“Exhaust the little moment. Soon it dies. And be it gash or gold it will not come Again in this identical guise.”
Gwendolyn Elizabeth Brooks was born June 7, 1917, the first child of David and Keziah Wims Brooks. Her birthplace, Topeka, Kansas, was the home of her maternal grandparents, but at the age of five weeks, she and her mother returned to the Brooks’s residence in Chicago, the city in which Brooks would live for most of her life. Her brother Raymond was born in 1918.
David Brooks, a janitor, made only modest wages. His children’s lack of material luxury, however, was offset by a warm home atmosphere that nurtured culture and creativity. David loved to sing, tell stories, and recite poems, while his wife enjoyed singing, playing the piano, and directing plays for young actors.
As a child, Brooks was encouraged to read and to dream. By the time she was seven, she was expressing her thoughts in two-line verses. This precocity prompted her mother to predict that her daughter would one day become “the lady Paul Laurence Dunbar.” Brooks continued to write, producing at least one poem per day, mostly about nature and romantic love. At thirteen, she published her first poem, “Eventide,” in American Childhood. Three years later, she became a weekly contributor to the Chicago Defender’s column “Lights and Shadows.” By the age of twenty, she had published poems in two anthologies.
Much of Brooks’s inspiration came from James Weldon Johnson and Langston Hughes, two well-known African American poets to whom she had submitted several poems for criticism. Johnson concluded that she was indeed talented but needed to acquaint herself with more modern poets such as T. S. Eliot, Ezra Pound, and E. E. Cummings. Hughes also endorsed Brooks’s ability and exhorted her to keep writing — especially about the things she knew.
After graduating from Wilson Junior College, Brooks worked briefly as a maid in a Chicago apartment building and as a secretary to one of its residents, a “spiritual adviser” who sold love potions. The building and its inhabitants would furnish the subject matter for her poem “In the Mecca,” published in 1964.
Frustrated by the inability to find more fulfilling work, Brooks started a mimeographed newspaper that sold for five cents per copy. The paper, News Review, included stories about local events, discussions of cultural issues, brief biographies of successful African Americans, and cartoons drawn by her brother.
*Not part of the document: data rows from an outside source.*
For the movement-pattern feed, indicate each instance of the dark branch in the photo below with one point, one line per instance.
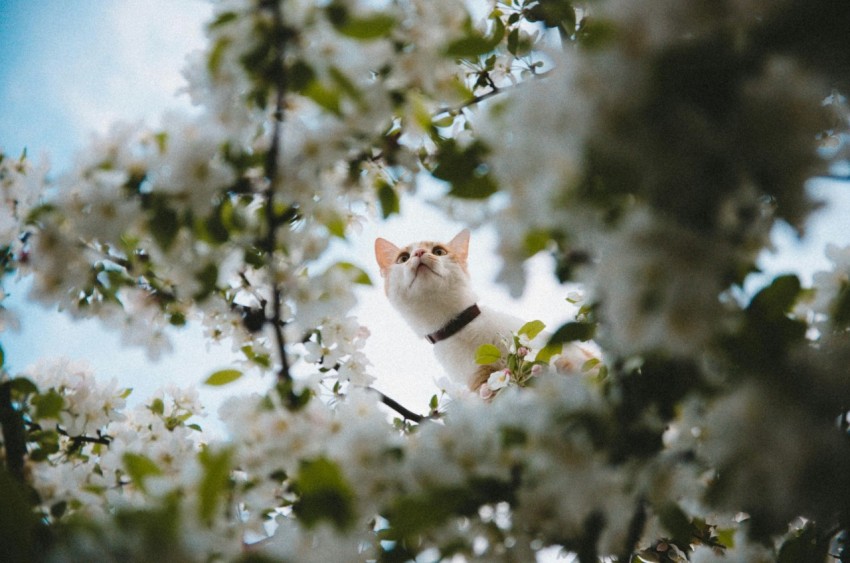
(14, 435)
(272, 172)
(397, 407)
(487, 95)
(78, 441)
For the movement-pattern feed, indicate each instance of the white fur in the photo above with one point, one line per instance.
(431, 290)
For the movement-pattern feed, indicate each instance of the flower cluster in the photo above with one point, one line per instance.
(650, 146)
(528, 355)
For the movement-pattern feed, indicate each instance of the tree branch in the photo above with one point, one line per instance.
(14, 436)
(487, 95)
(397, 407)
(272, 171)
In 1939, Brooks married Henry Lowington Blakely II, another aspiring poet. They had two children, Henry in 1940 and Nora in 1951. Henry supported the family through a variety of jobs, while Gwendolyn wrote poems and reviewed books (both novels and collections of poetry) for Negro Digest, The New York Times, and The New York Herald Tribune.
Brooks’s reputation as a poet began with the publication of individual poems in magazines such as The Crisis, Cross-Section, Twice a Year, Common Ground, and Negro Story. In 1945, however, she produced a volume of poems titled A Street in Bronzeville, published by Harper & Row. Four years later, she published Annie Allen, the work for which she won the 1950 Pulitzer Prize for poetry. She was the first black writer to win the award. Brooks also wrote poems for children (Bronzeville Boys and Girls, 1956, and The Tiger Who Wore White Gloves, 1974) as well as several essays, including “Poets Who Are Negroes” (1950) and “They Call It Bronzeville” (1951). In 1953, she published the novel Maud Martha.
Brooks succeeded Carl Sandburg as poet laureate of Illinois in 1968, and in 1985 she was appointed Consultant in Poetry to the Library of Congress. She was named to the American Academy and Institute of Arts and Letters and received many awards, including the American Academy of Arts and Letters Award, the Shelley Memorial Award, the Anisfield-Wolf Award, the Kuumba Liberation Award, two Guggenheim Fellowships, the Frost Medal from the Poetry Society of America, a National Book Award nomination for In the Mecca(1968), and the National Endowment for the Arts Lifetime Achievement Award in 1989.
Although she was reputed to be shy and introverted, she was eager to share her work and the art of writing poetry. She gave readings at many universities as well as in prisons and taverns. Moreover, she conducted a number of poetry workshops and organized writing contests in elementary and secondary schools, paying the prizes, which ranged from fifty to five hundred dollars, from her own pocket.
Despite her lack of an advanced degree, Brooks taught courses in literature and writing at Chicago’s Columbia College, Northeastern Illinois State College, the University of Wisconsin at Madison, Elmhurst College, City College of New York, and Chicago State University, where she held the Gwendolyn Brooks Chair in Black Literature and Creative Writing. In 1969, however, health problems forced her to resign from teaching, and she devoted herself to the work she most loved: the production of poetry.